Leben in Finnland? Das hat sich Dieter Hermann Schmitz nicht vorstellen können. Und doch lebt der Deutsche seit vielen Jahren in Tampere. Über sein Leben im hohen Norden hat er nun ein Buch geschrieben. 

Die spinnen, die Finnen

Die spinnen, die Finnen

Sie sind schweigsam, haben eine Vorliebe für Alkohol und haben schräge Metal Bands wie Lordi. Dazu noch die langen, dunklen Winter und Sommer, an denen in Teilen des Landes die Sonne nicht unter geht. Genau in diese Breitengrade hat es die rheinische Frohnatur Dieter Hermann Schmitz verschlagen. 

Schmitz arbeitet als Deutschprofessor an der Uni von Tampere, ist mit einer Finnin verheiratet und versucht im Rahmen seiner Einbürgerung so richtig finnisch zu werden. Dazu gehört auch, die Erbsensuppe, die es jeden Donnerstag in der Mensa gibt, zu mögen. Auch berichtet der Deutsche von Saufkapriolen, an die er sich selbst nicht erinnern kann. Da ist Ärger der finnischen Ehefrau vorprogrammiert. Außerdem erklärt Schmitz, warum die Finnen Probleme mit dem Deutschen Namen haben. Das „Schmitz“ sich für Finnen merkwürdig anhört, ist klar. Genauso geht es dem Deutschen mit den langen Worten, die einen ganzen Satz oder die Stimmung je nach Betonung ausdrücken. 
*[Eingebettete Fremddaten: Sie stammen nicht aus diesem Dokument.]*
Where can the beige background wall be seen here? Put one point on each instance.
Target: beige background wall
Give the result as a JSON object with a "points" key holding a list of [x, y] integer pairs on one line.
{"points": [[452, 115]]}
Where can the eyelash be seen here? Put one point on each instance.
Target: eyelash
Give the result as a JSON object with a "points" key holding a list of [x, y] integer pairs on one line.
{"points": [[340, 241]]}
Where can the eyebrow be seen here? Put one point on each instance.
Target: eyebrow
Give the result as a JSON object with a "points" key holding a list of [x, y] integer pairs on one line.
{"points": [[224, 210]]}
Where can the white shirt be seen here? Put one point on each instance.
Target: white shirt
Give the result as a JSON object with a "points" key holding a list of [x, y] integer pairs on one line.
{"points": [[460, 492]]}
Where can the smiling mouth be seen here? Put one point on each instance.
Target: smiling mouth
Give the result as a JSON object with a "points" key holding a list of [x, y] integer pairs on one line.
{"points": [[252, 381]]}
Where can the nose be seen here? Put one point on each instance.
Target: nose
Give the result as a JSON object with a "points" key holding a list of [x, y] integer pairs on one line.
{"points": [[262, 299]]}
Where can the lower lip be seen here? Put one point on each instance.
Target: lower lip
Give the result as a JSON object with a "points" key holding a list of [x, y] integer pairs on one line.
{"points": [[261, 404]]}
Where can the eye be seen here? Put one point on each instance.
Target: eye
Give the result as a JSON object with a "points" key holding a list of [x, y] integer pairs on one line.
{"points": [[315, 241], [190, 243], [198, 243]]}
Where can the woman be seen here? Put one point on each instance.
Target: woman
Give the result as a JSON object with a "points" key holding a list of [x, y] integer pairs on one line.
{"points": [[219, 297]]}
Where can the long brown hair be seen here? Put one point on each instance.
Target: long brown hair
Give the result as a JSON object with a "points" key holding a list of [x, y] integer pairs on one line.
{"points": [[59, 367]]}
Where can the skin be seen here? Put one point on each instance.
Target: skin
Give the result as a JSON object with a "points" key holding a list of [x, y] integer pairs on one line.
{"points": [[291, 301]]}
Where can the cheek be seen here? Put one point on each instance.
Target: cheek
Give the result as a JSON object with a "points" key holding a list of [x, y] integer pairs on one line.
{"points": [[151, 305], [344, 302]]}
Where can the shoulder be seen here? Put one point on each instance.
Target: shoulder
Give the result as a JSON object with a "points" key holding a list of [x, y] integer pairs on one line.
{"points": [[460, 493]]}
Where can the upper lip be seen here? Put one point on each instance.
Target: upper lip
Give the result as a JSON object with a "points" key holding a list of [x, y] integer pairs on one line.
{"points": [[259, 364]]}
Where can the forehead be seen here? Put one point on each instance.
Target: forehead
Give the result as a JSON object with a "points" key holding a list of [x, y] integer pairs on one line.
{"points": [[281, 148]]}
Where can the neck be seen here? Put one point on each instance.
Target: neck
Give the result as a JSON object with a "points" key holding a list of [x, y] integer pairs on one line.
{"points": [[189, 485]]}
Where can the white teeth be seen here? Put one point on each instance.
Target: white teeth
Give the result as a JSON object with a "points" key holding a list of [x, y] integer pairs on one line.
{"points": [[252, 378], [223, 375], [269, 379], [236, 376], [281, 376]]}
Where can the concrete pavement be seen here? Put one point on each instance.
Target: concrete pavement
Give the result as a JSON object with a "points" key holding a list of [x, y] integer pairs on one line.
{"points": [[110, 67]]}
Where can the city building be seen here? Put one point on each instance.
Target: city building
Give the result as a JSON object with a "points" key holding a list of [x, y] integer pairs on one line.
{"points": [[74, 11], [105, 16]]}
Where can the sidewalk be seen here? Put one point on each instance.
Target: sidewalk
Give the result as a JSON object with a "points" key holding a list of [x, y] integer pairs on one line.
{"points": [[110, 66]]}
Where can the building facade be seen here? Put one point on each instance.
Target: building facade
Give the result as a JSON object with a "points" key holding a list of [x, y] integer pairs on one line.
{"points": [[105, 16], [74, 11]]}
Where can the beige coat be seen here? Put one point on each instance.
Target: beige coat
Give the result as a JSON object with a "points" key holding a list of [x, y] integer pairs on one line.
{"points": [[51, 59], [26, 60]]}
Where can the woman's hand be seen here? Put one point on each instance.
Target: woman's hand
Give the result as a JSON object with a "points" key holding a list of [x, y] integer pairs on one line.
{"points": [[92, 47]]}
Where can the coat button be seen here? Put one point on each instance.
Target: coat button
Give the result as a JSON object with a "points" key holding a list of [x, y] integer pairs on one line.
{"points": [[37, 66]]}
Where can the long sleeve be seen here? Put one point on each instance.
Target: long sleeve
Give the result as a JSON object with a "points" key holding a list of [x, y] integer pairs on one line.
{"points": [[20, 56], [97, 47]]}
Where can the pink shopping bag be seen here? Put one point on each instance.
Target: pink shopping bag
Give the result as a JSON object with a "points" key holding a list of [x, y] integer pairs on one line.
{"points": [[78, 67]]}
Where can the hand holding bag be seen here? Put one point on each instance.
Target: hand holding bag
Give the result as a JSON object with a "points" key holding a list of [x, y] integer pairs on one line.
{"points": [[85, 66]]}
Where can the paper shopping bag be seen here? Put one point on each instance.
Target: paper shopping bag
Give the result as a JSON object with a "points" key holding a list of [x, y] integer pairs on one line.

Dabei gibt Schmitz immer wieder kleine Tipps, wie man im Land der Tausend Seen überleben kann. Diese lässt er seine Studenten übersetzen. So solle man immer auf das Arschloch eines Elches zielen, wenn eine Kollision mit dem Tier unausweichlich ist. 

Fazit:

Ich habe mich herrlich amüsiert bei dem Buch. Dazu bin ich in Gedanken immer wieder durch die Straßen vom Tampere gegangen, die Orte waren für mich keine Unbekannten und haben viele schöne Erinnerungen bei mir geweckt. 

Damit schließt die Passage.